Em 2021, com um discurso inflamado “contra tudo e contra todos”, venceu sua primeira eleição para o cargo de deputado federal por seu partido A Liberdade Avança, fundado no mesmo ano.

Costuma ser comparado por analistas políticos ao ex-presidente americano Donald Trump e ao ex-presidente brasileiro Jair Bolsonaro.

A vida pessoal de Milei se tornou assunto na campanha com a publicação de uma biografia não autorizada pelo jornalista Juan Luis González, que mostra a relação do economista com o esoterismo depois da morte do cachorro dele, Conan, em 2017.

Milei clonou o animal e procurou formas de falar com ele após a morte. Amigos e conhecidos dizem que ele também se diz capaz de falar com economistas mortos.

Hoje, são quatro cachorros, todos mastins ingleses que pesam 90 quilos, segundo a imprensa argentina: Murray, Milton, Robert e Lucas. Milei costuma dizer que eles são “seus filhos de quatro patas” e ainda se refere a Conan, como quando discursou após vencer as prévias. “Obrigado, Conan, Murray, Milton, Robert e Lucas”, disse Milei em 13 de agosto.

Os nomes dos cachorros homenageiam economistas que Milei admira: Murray Rothbard, Milton Friedman e Robert Lucas. Já o nome de Conan é uma referência ao filme “Conan, o Bárbaro”, de 1982.

Governabilidade

No pleito legislativo deste ano, o partido de Milei, A Liberdade Avança, foi o que mais cresceu, saltando de três deputados e nenhum senador para 38 deputados e oito senadores.

No dia 22 de outubro, os argentinos votaram no primeiro turno das eleições presidenciais e para renovar 130 cadeiras das 257 na Câmara dos Deputados, e 24 cadeiras das 72 no Senado.

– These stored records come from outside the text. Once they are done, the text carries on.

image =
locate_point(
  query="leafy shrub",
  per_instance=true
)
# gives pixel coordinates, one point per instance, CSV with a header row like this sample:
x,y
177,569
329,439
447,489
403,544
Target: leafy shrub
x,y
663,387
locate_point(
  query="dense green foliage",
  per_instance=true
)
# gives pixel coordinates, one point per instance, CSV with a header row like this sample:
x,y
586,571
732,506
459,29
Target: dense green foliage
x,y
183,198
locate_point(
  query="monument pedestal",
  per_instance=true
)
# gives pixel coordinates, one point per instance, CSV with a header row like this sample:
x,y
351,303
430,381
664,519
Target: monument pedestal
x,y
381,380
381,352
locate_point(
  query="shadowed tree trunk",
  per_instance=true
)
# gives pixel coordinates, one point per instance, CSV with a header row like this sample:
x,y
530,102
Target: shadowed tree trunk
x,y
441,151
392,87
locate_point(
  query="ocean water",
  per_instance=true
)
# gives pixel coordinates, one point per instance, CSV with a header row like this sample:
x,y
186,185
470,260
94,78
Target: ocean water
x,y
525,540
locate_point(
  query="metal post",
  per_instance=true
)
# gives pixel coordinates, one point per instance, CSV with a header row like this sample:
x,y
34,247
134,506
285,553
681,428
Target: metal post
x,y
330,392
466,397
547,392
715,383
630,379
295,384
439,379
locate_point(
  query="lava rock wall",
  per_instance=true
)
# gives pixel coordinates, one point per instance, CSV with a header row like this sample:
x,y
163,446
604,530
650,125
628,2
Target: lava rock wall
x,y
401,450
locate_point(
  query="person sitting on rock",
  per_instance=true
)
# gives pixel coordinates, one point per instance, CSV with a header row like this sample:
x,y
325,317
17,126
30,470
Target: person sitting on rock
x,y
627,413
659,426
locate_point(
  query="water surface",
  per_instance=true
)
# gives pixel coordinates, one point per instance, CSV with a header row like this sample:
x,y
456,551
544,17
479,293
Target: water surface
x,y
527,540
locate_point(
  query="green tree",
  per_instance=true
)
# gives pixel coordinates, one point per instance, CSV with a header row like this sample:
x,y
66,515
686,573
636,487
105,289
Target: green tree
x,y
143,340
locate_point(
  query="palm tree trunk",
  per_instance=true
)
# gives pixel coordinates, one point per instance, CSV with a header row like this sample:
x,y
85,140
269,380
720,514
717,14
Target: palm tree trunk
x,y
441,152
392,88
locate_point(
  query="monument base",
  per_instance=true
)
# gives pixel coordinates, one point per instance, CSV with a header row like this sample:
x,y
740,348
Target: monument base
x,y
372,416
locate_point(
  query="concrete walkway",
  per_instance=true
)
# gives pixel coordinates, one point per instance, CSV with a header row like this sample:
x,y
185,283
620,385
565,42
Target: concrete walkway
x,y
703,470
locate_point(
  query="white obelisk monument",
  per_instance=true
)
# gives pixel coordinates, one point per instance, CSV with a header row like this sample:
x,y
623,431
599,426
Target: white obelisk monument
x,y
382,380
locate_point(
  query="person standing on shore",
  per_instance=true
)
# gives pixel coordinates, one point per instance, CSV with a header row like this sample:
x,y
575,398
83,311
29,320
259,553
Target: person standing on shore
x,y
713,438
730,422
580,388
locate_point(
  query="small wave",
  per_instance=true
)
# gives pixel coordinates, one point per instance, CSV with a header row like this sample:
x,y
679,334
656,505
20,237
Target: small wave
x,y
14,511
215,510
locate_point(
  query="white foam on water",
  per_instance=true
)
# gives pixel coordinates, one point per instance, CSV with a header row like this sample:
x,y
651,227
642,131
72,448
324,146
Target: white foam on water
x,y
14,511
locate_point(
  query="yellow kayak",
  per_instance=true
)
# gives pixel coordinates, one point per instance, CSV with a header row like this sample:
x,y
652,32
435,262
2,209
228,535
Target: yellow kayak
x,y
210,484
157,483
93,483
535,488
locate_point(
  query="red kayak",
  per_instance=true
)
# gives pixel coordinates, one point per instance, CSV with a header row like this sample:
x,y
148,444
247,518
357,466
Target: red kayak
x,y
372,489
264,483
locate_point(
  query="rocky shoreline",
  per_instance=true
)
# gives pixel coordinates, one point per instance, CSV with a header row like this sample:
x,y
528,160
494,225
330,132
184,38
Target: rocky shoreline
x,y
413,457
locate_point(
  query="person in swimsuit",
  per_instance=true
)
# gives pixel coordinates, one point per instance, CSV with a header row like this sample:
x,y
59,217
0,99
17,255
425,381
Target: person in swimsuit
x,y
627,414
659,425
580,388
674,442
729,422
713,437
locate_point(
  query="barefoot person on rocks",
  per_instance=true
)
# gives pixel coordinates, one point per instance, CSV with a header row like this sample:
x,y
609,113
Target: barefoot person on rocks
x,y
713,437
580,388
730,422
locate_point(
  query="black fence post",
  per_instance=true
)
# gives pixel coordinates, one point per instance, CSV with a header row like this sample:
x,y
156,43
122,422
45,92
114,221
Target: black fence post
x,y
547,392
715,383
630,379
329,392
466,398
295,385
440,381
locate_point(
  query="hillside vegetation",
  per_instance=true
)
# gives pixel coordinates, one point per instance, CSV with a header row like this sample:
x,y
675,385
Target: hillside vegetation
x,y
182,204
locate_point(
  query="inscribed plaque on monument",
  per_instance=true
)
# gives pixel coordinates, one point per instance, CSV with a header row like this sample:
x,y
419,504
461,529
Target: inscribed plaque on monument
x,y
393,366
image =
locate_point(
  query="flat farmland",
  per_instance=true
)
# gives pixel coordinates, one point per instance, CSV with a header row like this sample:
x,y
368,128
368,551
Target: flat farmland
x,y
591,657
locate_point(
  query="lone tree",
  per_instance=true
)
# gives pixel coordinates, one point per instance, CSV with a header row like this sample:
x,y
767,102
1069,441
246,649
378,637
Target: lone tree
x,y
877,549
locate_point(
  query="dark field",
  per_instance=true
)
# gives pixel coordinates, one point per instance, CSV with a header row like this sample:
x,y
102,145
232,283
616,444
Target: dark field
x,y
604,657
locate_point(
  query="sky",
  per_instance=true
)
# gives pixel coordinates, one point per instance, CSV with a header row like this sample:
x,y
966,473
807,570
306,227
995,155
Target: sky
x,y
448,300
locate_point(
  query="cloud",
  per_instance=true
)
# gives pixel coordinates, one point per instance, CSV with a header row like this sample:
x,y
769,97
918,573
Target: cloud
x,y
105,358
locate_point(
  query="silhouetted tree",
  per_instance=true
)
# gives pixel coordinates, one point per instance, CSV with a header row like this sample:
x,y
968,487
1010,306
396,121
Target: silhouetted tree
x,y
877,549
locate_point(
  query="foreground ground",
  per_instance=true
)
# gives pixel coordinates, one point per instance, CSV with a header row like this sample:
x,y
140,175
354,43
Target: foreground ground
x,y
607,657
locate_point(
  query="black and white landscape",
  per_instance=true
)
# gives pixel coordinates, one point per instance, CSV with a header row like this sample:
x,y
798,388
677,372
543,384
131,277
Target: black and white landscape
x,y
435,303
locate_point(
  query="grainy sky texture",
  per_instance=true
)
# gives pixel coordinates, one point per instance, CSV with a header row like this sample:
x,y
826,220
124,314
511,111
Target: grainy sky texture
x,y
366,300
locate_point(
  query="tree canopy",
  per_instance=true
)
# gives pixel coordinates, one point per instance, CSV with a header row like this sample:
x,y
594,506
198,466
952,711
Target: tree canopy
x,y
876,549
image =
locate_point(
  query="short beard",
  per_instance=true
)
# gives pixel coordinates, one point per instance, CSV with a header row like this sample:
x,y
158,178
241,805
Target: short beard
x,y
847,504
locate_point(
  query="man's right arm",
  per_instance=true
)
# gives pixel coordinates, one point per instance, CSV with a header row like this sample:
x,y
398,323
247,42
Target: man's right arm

Na nova legislatura, a sigla de Milei se tornará a terceira maior bancada do Congresso, atrás da coligação peronista de Sergio Massa, que conta com 108 cadeiras da Câmara, e da coalizão de centro-direita representada no primeiro turno pela ex-ministra Patricia Bullrich, que ficou com 93 deputados.

Somados, os partidos de oposição ao peronismo (Liberdade Avança e Juntos pela Mudança) têm mais deputados do que a bancada do União pela Pátria.